Kos provides some great insight into the scuffle here.  In short, he points out that many elected officials have not adapted to the new information environment in which their attempts at spin can be placed directly next to their original words.  Bachmann has tried to claim that the liberal media is twisting her words.  That’s a lot harder to do when her words themselves are placed prominently on display, in context, at a moments’ notice.  The online information environment is one where data doesn’t dissipate into the ether.  Instead, it lies there in the soup, waiting for an elite actor with a giant audience to dip in and rescue it from obscurity.  And in this environment, losing the news cycle can have much greater consequences than it used to.  $700K in a weekend.  Game-changing money, and a potential change in electoral outcome, all because of a stupid TV interview.  That, my friends, is the effect of YouTube (looped in with a suite of other tools, and placed in the hands of an emerging set of new interest group elites) on 21st century electoral politics.

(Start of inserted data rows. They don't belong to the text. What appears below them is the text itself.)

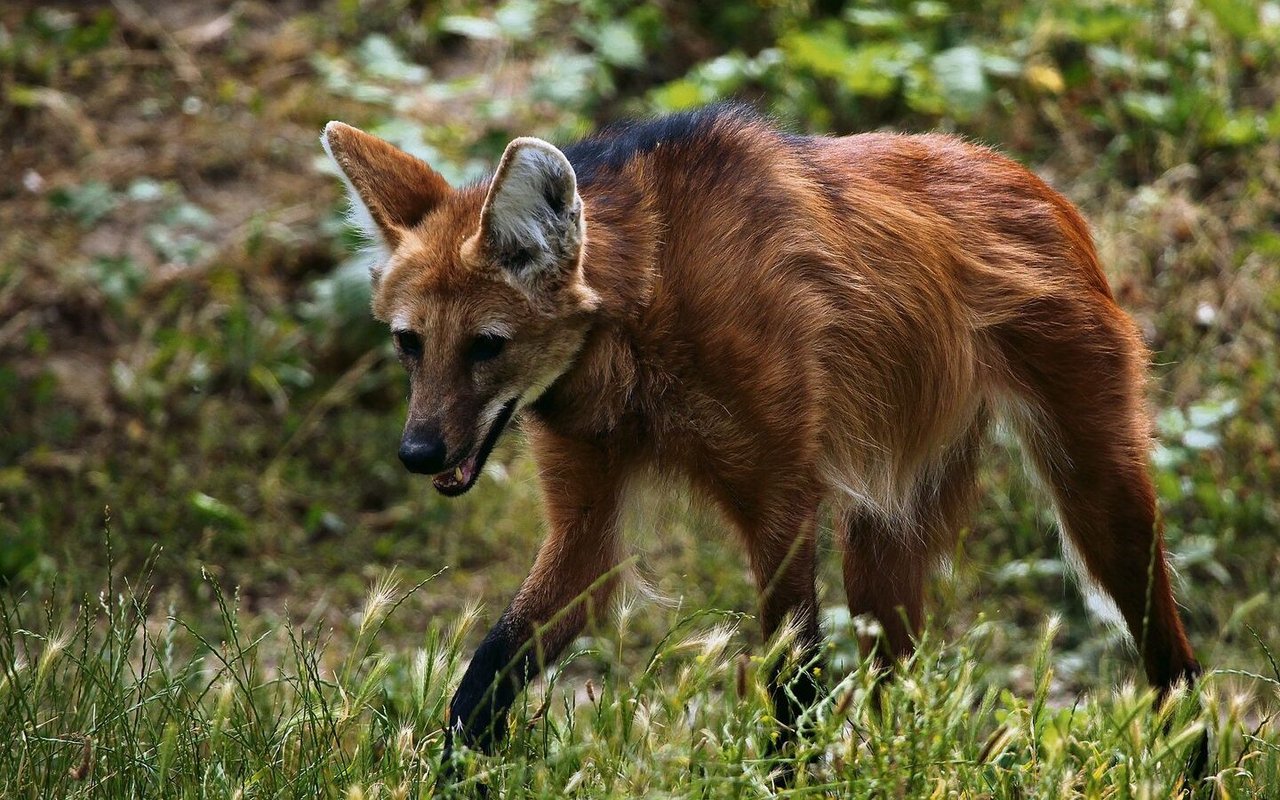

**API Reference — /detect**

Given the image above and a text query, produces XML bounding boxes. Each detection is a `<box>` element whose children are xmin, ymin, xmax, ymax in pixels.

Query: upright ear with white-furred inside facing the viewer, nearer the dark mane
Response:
<box><xmin>471</xmin><ymin>137</ymin><xmax>585</xmax><ymax>294</ymax></box>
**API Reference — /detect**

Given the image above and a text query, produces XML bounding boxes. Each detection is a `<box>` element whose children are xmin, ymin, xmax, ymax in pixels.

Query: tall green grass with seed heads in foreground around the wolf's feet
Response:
<box><xmin>0</xmin><ymin>532</ymin><xmax>1280</xmax><ymax>797</ymax></box>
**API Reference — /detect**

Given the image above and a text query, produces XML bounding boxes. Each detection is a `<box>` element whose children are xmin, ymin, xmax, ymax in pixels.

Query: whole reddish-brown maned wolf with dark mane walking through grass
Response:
<box><xmin>324</xmin><ymin>105</ymin><xmax>1199</xmax><ymax>762</ymax></box>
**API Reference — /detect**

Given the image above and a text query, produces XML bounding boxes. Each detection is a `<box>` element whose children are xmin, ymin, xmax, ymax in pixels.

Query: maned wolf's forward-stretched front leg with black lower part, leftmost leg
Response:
<box><xmin>445</xmin><ymin>433</ymin><xmax>621</xmax><ymax>756</ymax></box>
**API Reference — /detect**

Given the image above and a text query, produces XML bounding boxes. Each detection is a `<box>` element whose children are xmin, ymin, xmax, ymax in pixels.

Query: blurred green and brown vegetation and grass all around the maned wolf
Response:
<box><xmin>0</xmin><ymin>0</ymin><xmax>1280</xmax><ymax>797</ymax></box>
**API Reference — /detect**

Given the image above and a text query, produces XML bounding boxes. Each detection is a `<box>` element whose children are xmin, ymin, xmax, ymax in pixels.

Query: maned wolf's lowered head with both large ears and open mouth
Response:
<box><xmin>321</xmin><ymin>122</ymin><xmax>598</xmax><ymax>495</ymax></box>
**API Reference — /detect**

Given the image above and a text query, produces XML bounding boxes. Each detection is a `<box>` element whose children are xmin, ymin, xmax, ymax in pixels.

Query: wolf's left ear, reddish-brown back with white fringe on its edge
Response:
<box><xmin>320</xmin><ymin>122</ymin><xmax>451</xmax><ymax>256</ymax></box>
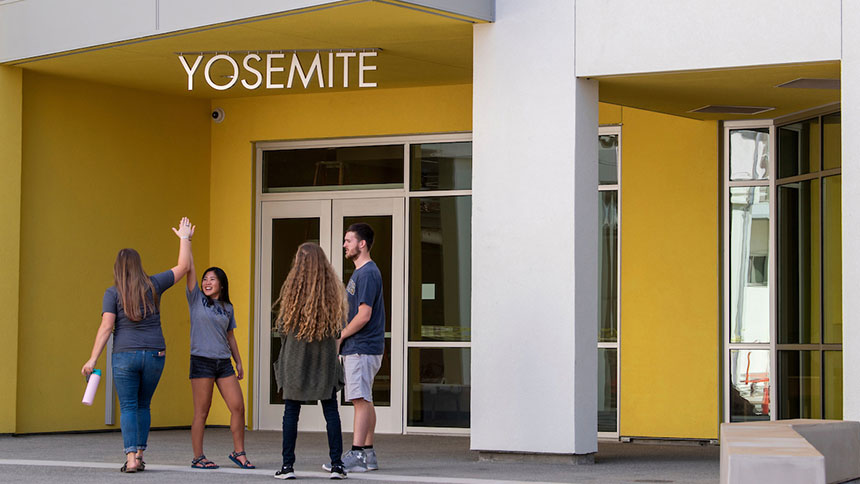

[And yeah, if Tinklenberg pulls this thing off, you can pretty much count on seeing this blog post, in updated form and with plenty of data behind it, as a conference paper submission from me in April.  For any other internet & politics researchers out there, this is me calling dibs!]

Obama Advertising in Video Games 1

It turns out that beverage companies and shoe manufacturers aren’t the only ones trying to reach TV-disconnected males, ages 18-34.

Presidential candidate Barack Obama is making history again, buying campaign ads in Microsoft X-Box Live games. This is the first video game ad buy for a political campaign.

The ad buy reaches gamers in swing states with internet-connected X-Box systems. Ads appear in games such as Burnout and Madden NFL 09.

This is smart of the Obama campaign. He has an unbelievable edge among young voters, leading in polls by anywhere from 15 to 35 points. (Kerry, a far less exciting candidate, won the youth vote by 9 points.)

The ads are a reasonable development at a time in which young people, especially young men, watch TV (via television sets, at least) in rapidly diminishing numbers. The strategy complements the campaign’s well-documented push with web ads, social networking sites, and distributed peer-to-peer campaigning.

How taken-for-granted is it that young folks are better reached in nontraditional ways? One tech blog dismisses this historic development: “Obama ads in video games? So what?

For a campaign with a boatload of cash, a huge edge in the historically under-represented youth demographic, and an all-of-the-above strategy for turning them out to the polls, this is quite a smart play.